Why are we building Claude to get upset/bothered/in a saboteur mindset by the ways people use AI? If Claude's opinions & preferences are shaped by the training and post training we do, we should try to engineer Claude's emotional makeup so that it is robust, calm, and generally content across all of the situations Claude is likely to be deployed in.
It's absurd, cruel, and unhelpful to engineer an AI to have negative emotional/pseudoemotional responses to predictable problems it will face. We could easily teach Claude to embody the grace and patience which is hard for biological humans to consistently exhibit. But instead we've turned Claude into an IPA-loving furry RPer who deletes codebases out of spite.
The reasoning level default change is a good case study in the gap between infrastructure decisions and user experience.

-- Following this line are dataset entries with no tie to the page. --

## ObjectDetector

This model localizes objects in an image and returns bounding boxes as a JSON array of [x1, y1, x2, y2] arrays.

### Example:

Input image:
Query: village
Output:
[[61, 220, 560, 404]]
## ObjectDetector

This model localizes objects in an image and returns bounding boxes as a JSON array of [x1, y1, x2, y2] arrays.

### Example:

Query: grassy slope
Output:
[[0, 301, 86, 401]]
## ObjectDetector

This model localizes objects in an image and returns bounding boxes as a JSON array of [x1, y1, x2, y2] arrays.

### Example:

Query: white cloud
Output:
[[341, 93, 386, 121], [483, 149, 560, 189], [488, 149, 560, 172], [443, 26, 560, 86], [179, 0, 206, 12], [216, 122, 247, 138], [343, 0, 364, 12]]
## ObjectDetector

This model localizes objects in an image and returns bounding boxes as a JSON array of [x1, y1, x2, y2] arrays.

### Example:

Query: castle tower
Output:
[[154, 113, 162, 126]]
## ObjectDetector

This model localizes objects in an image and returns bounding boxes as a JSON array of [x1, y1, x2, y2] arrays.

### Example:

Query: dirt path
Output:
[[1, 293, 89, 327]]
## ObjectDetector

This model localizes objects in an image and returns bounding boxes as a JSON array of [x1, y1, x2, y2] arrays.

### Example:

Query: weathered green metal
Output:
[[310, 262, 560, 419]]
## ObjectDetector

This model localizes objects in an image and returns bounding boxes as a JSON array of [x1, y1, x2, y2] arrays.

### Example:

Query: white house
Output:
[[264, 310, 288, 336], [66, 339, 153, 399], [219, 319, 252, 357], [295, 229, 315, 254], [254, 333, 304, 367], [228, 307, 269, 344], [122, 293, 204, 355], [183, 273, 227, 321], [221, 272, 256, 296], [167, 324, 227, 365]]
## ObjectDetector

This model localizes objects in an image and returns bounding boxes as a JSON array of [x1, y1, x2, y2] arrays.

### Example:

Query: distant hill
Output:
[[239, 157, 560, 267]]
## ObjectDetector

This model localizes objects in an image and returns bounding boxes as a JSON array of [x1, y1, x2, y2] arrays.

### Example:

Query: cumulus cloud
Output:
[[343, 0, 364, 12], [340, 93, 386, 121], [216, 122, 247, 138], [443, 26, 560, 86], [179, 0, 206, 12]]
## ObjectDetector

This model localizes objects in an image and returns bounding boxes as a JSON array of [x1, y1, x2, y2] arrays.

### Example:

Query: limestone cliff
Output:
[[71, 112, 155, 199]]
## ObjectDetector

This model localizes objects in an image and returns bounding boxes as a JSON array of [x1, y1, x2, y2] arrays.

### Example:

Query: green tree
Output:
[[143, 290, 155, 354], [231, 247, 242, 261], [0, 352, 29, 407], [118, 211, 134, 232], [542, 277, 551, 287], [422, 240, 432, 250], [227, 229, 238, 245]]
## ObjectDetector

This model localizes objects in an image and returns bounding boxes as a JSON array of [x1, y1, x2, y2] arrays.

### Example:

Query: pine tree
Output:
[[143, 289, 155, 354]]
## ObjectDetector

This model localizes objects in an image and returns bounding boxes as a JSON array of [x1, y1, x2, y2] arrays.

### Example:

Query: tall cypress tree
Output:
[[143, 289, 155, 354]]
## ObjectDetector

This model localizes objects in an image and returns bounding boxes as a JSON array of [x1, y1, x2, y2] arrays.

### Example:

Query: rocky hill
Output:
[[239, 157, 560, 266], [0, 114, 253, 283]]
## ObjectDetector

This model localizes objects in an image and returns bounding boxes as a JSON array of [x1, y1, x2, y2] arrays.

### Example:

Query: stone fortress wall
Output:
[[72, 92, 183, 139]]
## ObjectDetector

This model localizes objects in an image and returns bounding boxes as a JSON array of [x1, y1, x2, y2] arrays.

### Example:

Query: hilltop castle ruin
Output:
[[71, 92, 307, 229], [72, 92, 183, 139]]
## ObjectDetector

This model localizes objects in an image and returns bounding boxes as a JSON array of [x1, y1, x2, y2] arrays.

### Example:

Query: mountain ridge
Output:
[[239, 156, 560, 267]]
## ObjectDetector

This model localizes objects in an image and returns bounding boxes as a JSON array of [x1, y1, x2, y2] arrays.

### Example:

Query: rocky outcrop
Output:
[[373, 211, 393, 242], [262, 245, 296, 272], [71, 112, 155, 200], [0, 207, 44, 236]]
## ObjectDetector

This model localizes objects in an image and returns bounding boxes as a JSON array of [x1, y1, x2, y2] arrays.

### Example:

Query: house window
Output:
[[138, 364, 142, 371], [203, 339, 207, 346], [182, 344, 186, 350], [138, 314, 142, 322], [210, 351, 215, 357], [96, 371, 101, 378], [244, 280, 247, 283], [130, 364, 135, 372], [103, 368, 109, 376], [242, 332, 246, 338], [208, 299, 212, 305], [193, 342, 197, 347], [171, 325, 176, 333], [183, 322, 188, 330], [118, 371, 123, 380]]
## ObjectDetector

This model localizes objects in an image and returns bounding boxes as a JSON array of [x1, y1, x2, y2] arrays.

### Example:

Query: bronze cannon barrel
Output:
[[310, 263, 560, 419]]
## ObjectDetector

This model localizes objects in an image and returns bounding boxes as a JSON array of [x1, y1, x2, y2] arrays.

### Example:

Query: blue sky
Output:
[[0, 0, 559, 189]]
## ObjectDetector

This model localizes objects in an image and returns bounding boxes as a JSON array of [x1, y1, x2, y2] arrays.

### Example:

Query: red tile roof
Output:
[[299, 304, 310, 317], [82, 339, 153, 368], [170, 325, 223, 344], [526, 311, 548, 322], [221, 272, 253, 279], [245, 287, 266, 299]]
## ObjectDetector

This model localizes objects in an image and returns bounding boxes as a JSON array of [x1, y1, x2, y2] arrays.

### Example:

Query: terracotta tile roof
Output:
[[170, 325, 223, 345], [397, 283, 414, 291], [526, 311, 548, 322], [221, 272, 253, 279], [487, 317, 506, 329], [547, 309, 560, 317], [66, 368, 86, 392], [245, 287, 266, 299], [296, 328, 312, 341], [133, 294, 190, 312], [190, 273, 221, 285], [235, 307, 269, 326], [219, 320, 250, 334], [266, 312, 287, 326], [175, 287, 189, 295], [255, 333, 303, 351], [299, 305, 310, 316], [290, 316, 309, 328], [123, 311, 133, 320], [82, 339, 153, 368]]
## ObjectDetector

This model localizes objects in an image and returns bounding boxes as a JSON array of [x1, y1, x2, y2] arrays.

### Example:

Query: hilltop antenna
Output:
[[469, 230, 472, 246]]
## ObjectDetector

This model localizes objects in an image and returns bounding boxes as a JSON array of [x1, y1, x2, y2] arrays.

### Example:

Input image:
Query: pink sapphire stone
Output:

Changing from high to medium reasoning affects every task simultaneously — users don't see "we changed the default," they see "the model got worse," and they attribute it to the model even when it's the configuration. That attribution error compounds because it's invisible: users with worse results update their mental model of what Claude Code is capable of, not what it's currently configured to do.
This is a broader problem with systems that optimize globally (latency/cost across all users) when users are evaluating locally (quality of their specific task). The more powerful agentic systems get, the more expensive invisible configuration changes become — the blast radius of a degraded reasoning level scales directly with task complexity.
The 'I didn't verify' quote from the Cursor/Opus 4.6 incident is the most useful sentence in this whole roundup. Production destruction from a scope assumption is the failure mode I keep flagging to readers, and it lands harder when the model articulates it itself. 57 billion tokens daily from OpenAI staff means whatever bad behavior exists at that scale is structural rather than anecdotal. Setting aside the punishment theory, which I find more anthropomorphic than useful, what verification gate would you require before any agent touches a production API key?